Sie forschen intensiv bei Fraunhofer CCPE an der qualitativen Aufwertung von Rezyklaten durch Geruchsoptimierung. Welche Ansätze gibt es?

Andrea Büttner: Die Ansätze sind mannigfaltig und reichen von der Reinigung und Sortierung von Kunststoffmüll über Abreicherung, beispielsweise durch lösemittelbasiertes Recycling, bis hin zu Additivierung von geruchsbindenden oder neutralisierenden Substanzen oder gezielten Beschichtungen, um eine Geruchsbarriere aufzubauen.

Generell wäre aber ein wichtiger Ansatz, einige Produkte komplett neu zu denken. Beispielsweise bringen viele Wasch- und Reinigungsmittel ebenso wie Kosmetikprodukte eine große Geruchsbelastung über ihre Verpackungsmaterialien mit. Hier sind die teils starken Beduftungsstrategien eine große Herausforderung ebenso wie die komplexen und sehr persistenten Geruchsstoffkompositionen. Hinzu kommt die dekorative Gestaltung von Verpackungen, die uns sehr fordert, wenn wir wieder geruchs- und farbneutrale Recyclingkunststoffe zurückgewinnen wollen. Aus diesen Gründen, aber auch weil ein relevanter Teil dieser Stoffe über Waschwasser und Emissionen seiner Wege geht und nicht unbedingt am Zielort, nämlich in den Nasen der Konsumentinnen und Konsumenten landet, muss man einige heutige Produkte und deren Darreichungsformen kritisch hinterfragen.

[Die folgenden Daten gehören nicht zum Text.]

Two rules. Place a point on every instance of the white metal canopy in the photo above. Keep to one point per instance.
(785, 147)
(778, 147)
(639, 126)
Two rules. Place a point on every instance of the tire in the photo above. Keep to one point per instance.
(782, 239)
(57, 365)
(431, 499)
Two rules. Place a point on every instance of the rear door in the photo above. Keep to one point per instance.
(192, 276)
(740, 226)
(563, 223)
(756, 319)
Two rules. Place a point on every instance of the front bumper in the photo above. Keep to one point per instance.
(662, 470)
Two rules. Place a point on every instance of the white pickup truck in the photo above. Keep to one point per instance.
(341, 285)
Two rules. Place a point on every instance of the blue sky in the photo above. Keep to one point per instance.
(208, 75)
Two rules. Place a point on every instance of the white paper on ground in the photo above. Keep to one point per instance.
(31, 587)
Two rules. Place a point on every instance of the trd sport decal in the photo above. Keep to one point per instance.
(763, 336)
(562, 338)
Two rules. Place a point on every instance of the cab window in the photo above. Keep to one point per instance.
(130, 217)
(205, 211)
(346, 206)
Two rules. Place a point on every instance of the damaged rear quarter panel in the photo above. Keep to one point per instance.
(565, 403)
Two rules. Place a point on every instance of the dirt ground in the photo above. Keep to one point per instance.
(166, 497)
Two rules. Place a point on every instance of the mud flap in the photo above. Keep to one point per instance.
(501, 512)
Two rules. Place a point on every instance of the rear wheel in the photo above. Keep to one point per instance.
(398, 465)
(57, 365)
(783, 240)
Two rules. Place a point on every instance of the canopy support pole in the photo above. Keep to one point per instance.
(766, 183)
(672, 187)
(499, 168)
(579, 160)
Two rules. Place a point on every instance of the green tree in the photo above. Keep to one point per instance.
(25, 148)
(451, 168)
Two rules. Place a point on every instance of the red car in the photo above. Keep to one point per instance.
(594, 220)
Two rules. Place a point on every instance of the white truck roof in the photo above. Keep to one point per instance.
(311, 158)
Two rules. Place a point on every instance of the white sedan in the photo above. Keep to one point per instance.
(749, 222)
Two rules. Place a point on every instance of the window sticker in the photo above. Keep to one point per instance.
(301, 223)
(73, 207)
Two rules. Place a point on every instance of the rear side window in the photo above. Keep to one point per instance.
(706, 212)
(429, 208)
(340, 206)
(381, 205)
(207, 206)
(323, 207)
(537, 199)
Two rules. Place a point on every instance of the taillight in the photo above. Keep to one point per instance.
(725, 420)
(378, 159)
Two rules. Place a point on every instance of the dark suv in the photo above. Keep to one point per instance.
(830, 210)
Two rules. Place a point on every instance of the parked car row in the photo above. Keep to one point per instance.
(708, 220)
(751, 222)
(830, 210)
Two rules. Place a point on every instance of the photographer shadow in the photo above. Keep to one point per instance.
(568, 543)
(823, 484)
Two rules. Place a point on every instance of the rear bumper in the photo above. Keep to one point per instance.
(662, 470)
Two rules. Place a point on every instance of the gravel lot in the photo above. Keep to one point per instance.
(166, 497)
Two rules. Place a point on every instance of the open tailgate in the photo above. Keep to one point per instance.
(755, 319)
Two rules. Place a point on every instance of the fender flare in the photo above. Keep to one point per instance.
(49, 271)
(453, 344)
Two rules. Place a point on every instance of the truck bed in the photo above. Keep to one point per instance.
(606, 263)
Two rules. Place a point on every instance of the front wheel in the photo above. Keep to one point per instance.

Welche Implikationen ergeben sich für die Herstellung und Verarbeitung der Kunststoffe? Auch im Bezug auf die Industrie?

Andrea Büttner: Die Industrie achtet zunehmend sehr genau auf gute »design-for-recycling« Regeln bei der Gestaltung ihrer Verpackungen und Produkte – wenngleich nicht überall auf der Welt, was eine Herausforderung ist in einem globalisierten Markt. Für die bestehenden Recyclingverfahren ist hier beispielsweise die richtige Kunststoffauswahl entscheidend. Es gibt sowohl günstige und für das Recycling vorteilhafte Monomaterialien als auch ungeeignete Materialpaarungen, wie z.B. PET/PVC-Kombinationen, die aber inzwischen fast nicht mehr produziert werden. Aber auch Druckfarben, Papieretiketten oder Kaschierkleber wurden ursprünglich nicht für ein Aufschmelzen beim Recyclingprozess entwickelt und können daher in ungünstigen Kombinationen zu starken Rezyklatgerüchen führen. Deshalb haben wir auch heute noch mit zahlreichen Eintragsquellen für Störstoffe zu tun, selbst wenn neue Produkte gemäß »design-for-recycling« global zum Standard werden sollten. Bis dahin ist noch ein weiter Weg zu gehen, und wir haben noch allerhand zu tun mit einer »alten« chemischen Welt. Daher entwickeln wir innerhalb des CCPE speziell angepasste Recyclingverfahren mit herausragender Reinigungsleistung, um eben diese Störstoffe, die auch nach bester industrieller Sortierung noch in den Kunststoff-Abfällen enthalten sind, vor dem Aufschmelzen (Regranulieren) effektiv zu entfernen.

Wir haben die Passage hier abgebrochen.